Пришел сероглазый плечистый русак Андрей Иванович.

Пришел деловой, неутомимый подпольных дел мастер, полный молодости и сил Михайлов. Он заикается при разговоре, но каждое его слово согрето необычайным вниманием и любовью к товарищам. Это о нем впоследствии Г. В. Плеханов писал: — Он не чувствовал ни тяготы, ни напряжения, а шел свободной, уверенной поступью, как человек вполне знающий куда и зачем он идет. — Теперь его вызвали из Москвы в Петербург после ареста Квятковского. За последнее время Александр Дмитриевич вел упорную борьбу с "широкой русской натурой", преследуя неряшливость, распущенность. Ведь любая оплошность, недоглядка вели к эшафоту!

Пришел нервный со смелым и открытым взглядом Исаев. За его быстрой речью иногда трудно было следить. Вместе с Кибальчичем изготовлял он динамит и снаряды и много преуспел в своем опасном деле.

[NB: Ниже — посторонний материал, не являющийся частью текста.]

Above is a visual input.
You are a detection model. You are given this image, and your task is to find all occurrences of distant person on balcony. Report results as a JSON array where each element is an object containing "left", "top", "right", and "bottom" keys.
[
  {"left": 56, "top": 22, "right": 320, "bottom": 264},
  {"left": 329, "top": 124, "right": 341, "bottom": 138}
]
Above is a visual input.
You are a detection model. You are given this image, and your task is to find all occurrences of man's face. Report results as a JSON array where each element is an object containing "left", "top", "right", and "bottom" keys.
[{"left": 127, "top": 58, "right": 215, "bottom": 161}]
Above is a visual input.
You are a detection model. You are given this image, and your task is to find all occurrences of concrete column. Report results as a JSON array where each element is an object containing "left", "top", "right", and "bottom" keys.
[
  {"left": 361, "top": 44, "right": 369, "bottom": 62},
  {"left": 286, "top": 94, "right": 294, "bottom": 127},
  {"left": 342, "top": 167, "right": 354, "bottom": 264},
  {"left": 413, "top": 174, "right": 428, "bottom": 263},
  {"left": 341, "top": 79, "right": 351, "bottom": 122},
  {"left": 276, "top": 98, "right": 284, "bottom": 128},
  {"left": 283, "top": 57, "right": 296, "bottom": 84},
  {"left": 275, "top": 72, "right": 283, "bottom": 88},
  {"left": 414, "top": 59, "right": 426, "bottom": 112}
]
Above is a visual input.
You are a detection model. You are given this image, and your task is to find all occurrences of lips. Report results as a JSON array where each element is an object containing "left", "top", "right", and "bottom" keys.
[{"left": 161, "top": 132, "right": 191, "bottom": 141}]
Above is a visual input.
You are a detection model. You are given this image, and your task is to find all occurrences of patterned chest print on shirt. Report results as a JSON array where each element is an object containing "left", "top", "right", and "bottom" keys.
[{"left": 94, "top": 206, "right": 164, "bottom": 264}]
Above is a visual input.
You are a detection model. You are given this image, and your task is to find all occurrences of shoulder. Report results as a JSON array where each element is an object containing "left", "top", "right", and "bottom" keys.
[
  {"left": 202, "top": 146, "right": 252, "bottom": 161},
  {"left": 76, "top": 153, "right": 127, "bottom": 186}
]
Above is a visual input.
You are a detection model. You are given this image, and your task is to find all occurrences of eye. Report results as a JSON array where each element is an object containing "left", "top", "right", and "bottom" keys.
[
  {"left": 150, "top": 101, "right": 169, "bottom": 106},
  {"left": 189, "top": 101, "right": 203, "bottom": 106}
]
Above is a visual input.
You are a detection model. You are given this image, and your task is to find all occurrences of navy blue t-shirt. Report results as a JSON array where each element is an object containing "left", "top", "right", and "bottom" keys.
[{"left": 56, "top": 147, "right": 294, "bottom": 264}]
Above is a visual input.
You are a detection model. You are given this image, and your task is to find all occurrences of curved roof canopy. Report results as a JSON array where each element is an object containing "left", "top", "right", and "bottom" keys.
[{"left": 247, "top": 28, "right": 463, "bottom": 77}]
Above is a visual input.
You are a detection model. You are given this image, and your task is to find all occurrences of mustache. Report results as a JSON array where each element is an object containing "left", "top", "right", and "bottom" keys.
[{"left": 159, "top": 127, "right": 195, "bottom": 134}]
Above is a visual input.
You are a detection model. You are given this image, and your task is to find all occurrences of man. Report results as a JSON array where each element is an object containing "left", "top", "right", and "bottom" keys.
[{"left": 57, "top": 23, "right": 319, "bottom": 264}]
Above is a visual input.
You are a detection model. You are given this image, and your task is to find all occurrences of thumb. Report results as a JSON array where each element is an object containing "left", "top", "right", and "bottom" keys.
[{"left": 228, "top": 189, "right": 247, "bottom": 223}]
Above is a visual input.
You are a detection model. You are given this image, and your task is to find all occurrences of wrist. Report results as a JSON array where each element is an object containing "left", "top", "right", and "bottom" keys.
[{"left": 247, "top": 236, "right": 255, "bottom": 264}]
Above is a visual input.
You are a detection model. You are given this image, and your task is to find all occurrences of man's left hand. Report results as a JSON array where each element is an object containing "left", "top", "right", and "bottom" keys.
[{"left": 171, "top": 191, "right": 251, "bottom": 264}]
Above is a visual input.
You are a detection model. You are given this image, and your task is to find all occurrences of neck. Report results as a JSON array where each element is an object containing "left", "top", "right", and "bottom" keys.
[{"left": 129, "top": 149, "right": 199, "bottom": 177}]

В противоположность Исаеву высокий, худощавый Колодкевич выглядел необыкновенно солидно. И говорил он кратко и сдержанно, все поглаживая большую бороду. Черные его глаза скрывали темные очки. Колодкевич разыскивался правительством за распространение революционных изданий в Харькове, за организацию "тайного сообщества" среди крестьян Чигиринского уезда, за участие в освобождении из харьковского тюремного замка Фомина, за пропаганду в подпольных кружках, за Липецкий съезд. А кроме того, он недавно приехал из Одессы, где вместе с Фроленко и Лебедевой подготовлял взрыв царского поезда. Удивить, впрочем, кого-нибудь здесь трудно: у каждого из собравшихся подобных дел нисколько не меньше. Взять хотя бы Михаила Федоровича Фроленко. Куда как скромен этот русый крепыш. А между тем, этот скромник втерся в киевскую тюрьму ключником, приобрел отменным усердием по службе доверие тюремного начальства и преблагополучно вывел на волю боевых друзей: Дейча, Стефановича и Бохановского. Не мало за ним и других "деяний".

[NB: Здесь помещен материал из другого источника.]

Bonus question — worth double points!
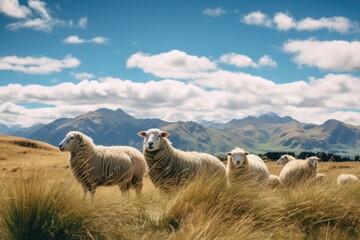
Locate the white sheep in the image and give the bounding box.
[336,173,359,186]
[226,147,269,183]
[279,157,319,187]
[276,154,296,165]
[267,174,280,188]
[138,128,226,192]
[59,131,147,202]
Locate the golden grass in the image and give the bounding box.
[0,137,360,239]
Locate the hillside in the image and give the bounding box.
[0,109,360,156]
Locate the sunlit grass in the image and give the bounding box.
[0,166,360,239]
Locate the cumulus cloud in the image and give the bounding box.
[283,39,360,71]
[219,53,277,68]
[296,17,356,33]
[242,11,272,28]
[273,12,296,31]
[4,0,87,33]
[0,0,31,18]
[63,35,109,44]
[71,72,95,80]
[0,70,360,125]
[203,7,226,17]
[0,55,80,74]
[242,11,359,34]
[127,50,216,79]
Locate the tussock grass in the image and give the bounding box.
[0,171,360,239]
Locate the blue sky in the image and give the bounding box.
[0,0,360,126]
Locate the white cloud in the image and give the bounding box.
[203,7,226,17]
[4,0,87,33]
[78,17,88,29]
[71,72,95,80]
[283,39,360,71]
[0,0,31,18]
[0,70,360,125]
[28,0,52,20]
[0,50,360,125]
[242,11,272,28]
[127,50,216,78]
[273,12,296,31]
[219,53,258,68]
[259,55,277,68]
[242,11,359,34]
[0,55,80,74]
[63,35,109,44]
[296,17,356,33]
[219,53,277,68]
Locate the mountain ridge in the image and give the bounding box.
[0,108,360,155]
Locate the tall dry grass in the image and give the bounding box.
[0,171,360,239]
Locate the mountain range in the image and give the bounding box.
[0,108,360,156]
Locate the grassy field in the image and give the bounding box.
[0,136,360,239]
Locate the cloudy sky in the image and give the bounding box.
[0,0,360,126]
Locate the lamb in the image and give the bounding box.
[138,128,226,192]
[226,147,269,183]
[336,173,359,186]
[279,157,319,187]
[268,174,280,188]
[276,154,296,165]
[59,131,147,202]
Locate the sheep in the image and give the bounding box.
[226,147,269,183]
[267,174,280,188]
[279,157,319,187]
[59,131,147,203]
[276,154,296,165]
[336,173,359,186]
[138,128,226,193]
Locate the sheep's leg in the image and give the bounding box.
[119,183,130,198]
[82,188,87,202]
[135,180,143,196]
[90,189,96,204]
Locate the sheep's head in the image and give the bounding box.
[59,131,83,152]
[138,128,170,152]
[226,148,249,167]
[306,156,320,168]
[276,154,295,165]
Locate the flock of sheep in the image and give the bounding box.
[59,129,359,202]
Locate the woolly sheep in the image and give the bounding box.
[59,131,147,202]
[138,128,226,192]
[279,157,319,187]
[336,173,359,186]
[276,154,296,165]
[268,174,280,188]
[226,147,269,183]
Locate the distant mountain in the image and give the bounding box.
[0,108,360,156]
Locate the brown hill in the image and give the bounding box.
[0,135,69,172]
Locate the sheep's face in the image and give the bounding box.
[276,155,294,165]
[226,152,249,167]
[307,157,320,168]
[138,129,170,152]
[59,132,79,152]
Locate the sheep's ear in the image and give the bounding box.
[138,131,146,137]
[161,131,170,137]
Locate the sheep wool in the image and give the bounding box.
[138,129,226,192]
[279,157,319,187]
[59,131,146,201]
[276,154,296,165]
[226,147,269,183]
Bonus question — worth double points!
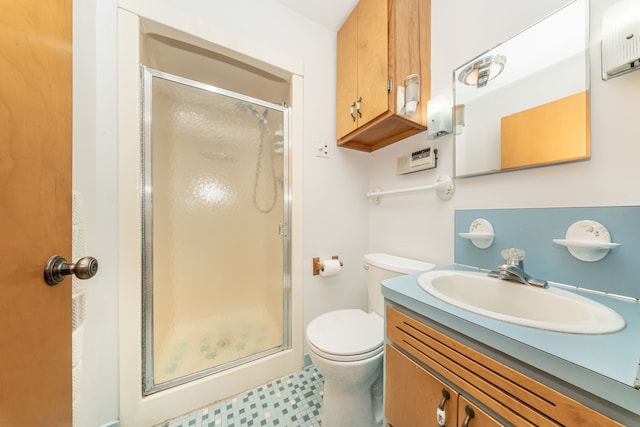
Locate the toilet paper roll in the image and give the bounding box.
[320,259,342,277]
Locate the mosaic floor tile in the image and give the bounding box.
[156,366,324,427]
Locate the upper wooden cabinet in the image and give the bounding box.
[336,0,431,151]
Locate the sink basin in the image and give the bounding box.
[418,270,625,334]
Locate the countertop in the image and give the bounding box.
[382,266,640,415]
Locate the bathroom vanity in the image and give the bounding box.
[383,267,640,427]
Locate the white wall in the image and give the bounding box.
[369,0,640,264]
[74,0,640,426]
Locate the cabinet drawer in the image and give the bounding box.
[386,307,622,427]
[384,345,458,427]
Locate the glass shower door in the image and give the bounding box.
[142,68,290,394]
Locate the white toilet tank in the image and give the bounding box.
[364,254,435,317]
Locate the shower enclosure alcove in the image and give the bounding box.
[142,67,290,394]
[119,5,302,425]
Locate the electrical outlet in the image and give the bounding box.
[316,144,331,159]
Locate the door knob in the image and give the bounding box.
[44,255,98,286]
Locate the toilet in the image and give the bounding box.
[306,253,435,427]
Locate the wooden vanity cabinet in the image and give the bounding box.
[385,345,502,427]
[336,0,431,152]
[384,345,458,427]
[385,306,623,427]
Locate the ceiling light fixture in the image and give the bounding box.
[458,55,507,87]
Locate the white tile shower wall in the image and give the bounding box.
[369,0,640,270]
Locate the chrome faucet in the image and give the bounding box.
[489,248,549,288]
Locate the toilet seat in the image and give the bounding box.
[307,309,384,362]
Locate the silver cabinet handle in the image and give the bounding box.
[44,255,98,286]
[462,405,476,427]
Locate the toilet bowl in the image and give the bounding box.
[306,254,435,427]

Выделялся худобой Морозов с продолговатым лицом, с шелковистой бородой и усами, в очках. Его вид, тихая, медленная и плавная речь невольно располагали к себе. Во время массовых арестов по делу чайковцев Морозов бежал за границу; возвращаясь был арестован, судился по процессу 193-х, после чего перешел на нелегальное положение.

Был тут и ловкий хозяин квартиры, где помещалась тайная типография, позднее "заведующий" динамитной мастерской Грачевский.

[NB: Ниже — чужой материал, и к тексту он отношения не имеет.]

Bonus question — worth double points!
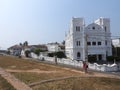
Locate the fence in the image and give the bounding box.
[32,54,120,72]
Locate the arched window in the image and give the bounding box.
[77,52,81,58]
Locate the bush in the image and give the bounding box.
[56,52,66,58]
[107,56,120,62]
[88,55,97,63]
[25,50,30,57]
[48,52,66,58]
[48,53,55,57]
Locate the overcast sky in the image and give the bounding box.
[0,0,120,49]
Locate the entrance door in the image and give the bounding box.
[77,52,81,59]
[98,55,102,60]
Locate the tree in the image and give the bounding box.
[23,41,28,46]
[33,48,42,55]
[25,50,30,57]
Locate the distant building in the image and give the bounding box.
[8,45,23,56]
[65,17,112,60]
[112,38,120,47]
[47,43,65,52]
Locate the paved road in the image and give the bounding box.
[0,67,32,90]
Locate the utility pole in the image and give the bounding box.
[85,34,88,62]
[83,30,88,61]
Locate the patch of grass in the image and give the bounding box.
[33,77,120,90]
[12,71,79,84]
[0,76,16,90]
[0,56,64,71]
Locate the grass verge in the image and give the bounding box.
[0,76,16,90]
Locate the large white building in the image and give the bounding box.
[65,17,112,60]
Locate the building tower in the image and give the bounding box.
[65,17,85,60]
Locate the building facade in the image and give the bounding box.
[65,17,112,60]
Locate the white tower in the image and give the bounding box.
[65,18,85,60]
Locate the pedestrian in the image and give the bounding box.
[55,56,57,65]
[83,61,88,73]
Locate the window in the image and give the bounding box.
[98,42,101,45]
[105,40,107,45]
[76,41,80,46]
[92,42,96,45]
[87,42,91,45]
[104,26,107,32]
[76,26,80,31]
[92,27,95,30]
[77,52,81,59]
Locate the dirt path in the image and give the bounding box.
[0,68,32,90]
[6,69,60,73]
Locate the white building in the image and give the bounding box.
[46,43,65,52]
[65,17,112,60]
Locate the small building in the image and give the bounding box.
[112,38,120,47]
[65,17,112,60]
[47,43,65,52]
[8,45,23,56]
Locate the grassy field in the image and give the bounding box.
[0,76,15,90]
[33,78,120,90]
[0,56,120,90]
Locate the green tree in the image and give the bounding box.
[33,48,42,55]
[25,50,30,57]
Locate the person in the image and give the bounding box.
[55,56,57,64]
[83,61,88,73]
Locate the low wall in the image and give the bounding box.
[32,54,120,72]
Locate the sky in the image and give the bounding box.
[0,0,120,49]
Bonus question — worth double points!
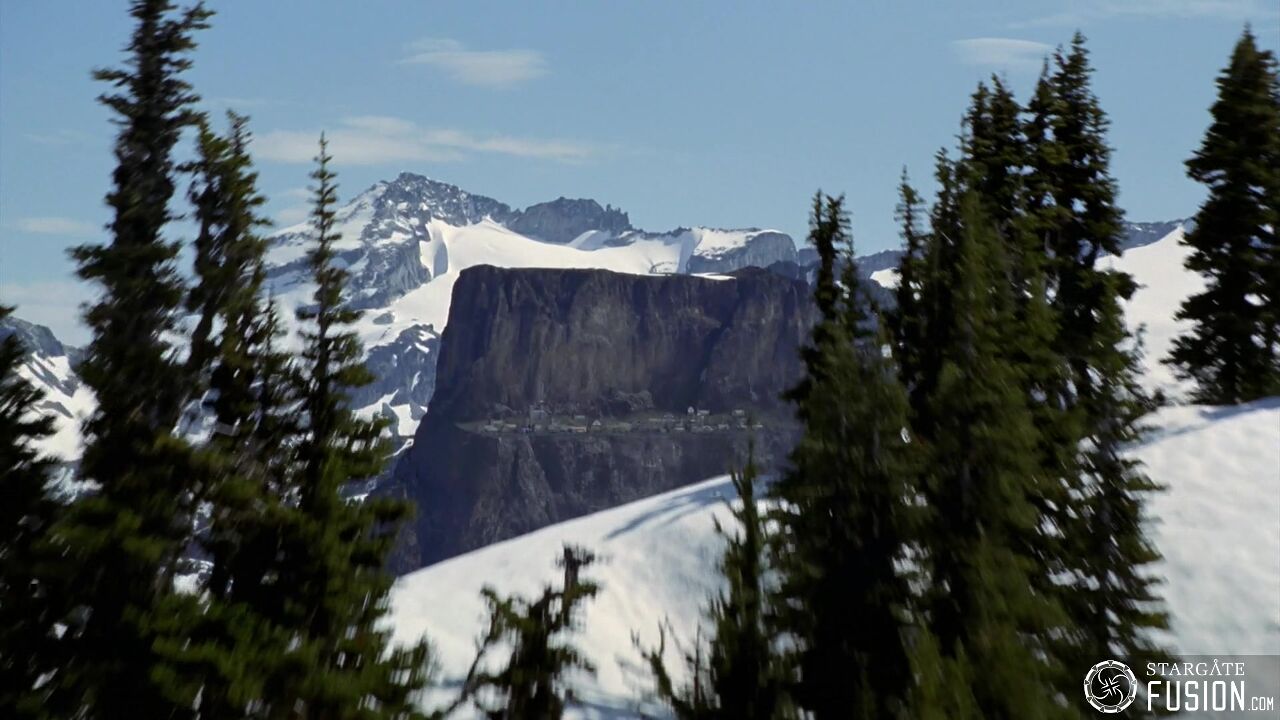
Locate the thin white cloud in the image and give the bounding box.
[401,38,547,87]
[15,217,102,237]
[951,37,1053,69]
[23,129,90,146]
[1011,0,1275,27]
[255,115,600,165]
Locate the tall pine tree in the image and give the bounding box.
[645,451,795,720]
[0,305,61,717]
[275,136,428,717]
[460,546,600,720]
[50,0,210,717]
[771,193,916,717]
[911,192,1064,717]
[1029,33,1167,698]
[1167,28,1280,397]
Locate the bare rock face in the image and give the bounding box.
[387,266,814,571]
[687,231,799,273]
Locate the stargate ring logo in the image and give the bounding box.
[1084,660,1138,714]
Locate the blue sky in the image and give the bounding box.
[0,0,1280,341]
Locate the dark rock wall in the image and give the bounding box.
[385,266,813,571]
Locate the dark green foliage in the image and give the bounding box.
[269,136,426,717]
[913,193,1062,717]
[644,455,795,720]
[187,113,268,379]
[1167,28,1280,397]
[963,77,1027,237]
[173,114,312,717]
[0,305,61,717]
[50,0,210,717]
[1027,33,1167,702]
[451,546,599,720]
[769,193,918,717]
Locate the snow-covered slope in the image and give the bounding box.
[392,398,1280,717]
[0,318,96,461]
[259,173,796,438]
[393,222,1280,717]
[1101,225,1204,397]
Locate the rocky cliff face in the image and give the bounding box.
[687,231,799,273]
[388,266,813,570]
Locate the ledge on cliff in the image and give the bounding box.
[388,265,814,570]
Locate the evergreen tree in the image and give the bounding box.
[1167,28,1280,397]
[644,452,795,720]
[911,192,1064,717]
[769,193,915,719]
[892,150,961,420]
[1028,33,1167,698]
[886,168,928,399]
[460,546,599,720]
[269,136,428,717]
[0,305,61,717]
[963,76,1027,238]
[174,113,307,717]
[50,0,210,717]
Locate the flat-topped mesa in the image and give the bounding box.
[430,265,809,421]
[387,265,814,571]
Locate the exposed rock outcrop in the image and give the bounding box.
[387,266,813,570]
[687,231,797,273]
[504,197,631,243]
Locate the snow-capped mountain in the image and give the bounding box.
[259,173,797,438]
[12,173,1185,459]
[392,224,1280,717]
[0,316,95,461]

"Прекрасный пол" тоже не уступал мужчинам. Ровно улыбалась Якимова-Баска, небольшого роста, полная блондинка, с Прядью волос, спадающей на глаза. Кто бы мог подумать, на нее глядя, что недавно она проживала с Андреем Ивановичем под Александовском и собиралась пустить под откос царский поезд!

У черноволосой, круглолицей, с далеко расставленными глазами Лебедевой, сдержанной и серьезной, совсем ^маленькие руки. Неужели это они держали и перевозили динамит и батарею в Одессу? В Одессе Лебедева должна была замкнуть гальванический ток батареи при прохождении поезда.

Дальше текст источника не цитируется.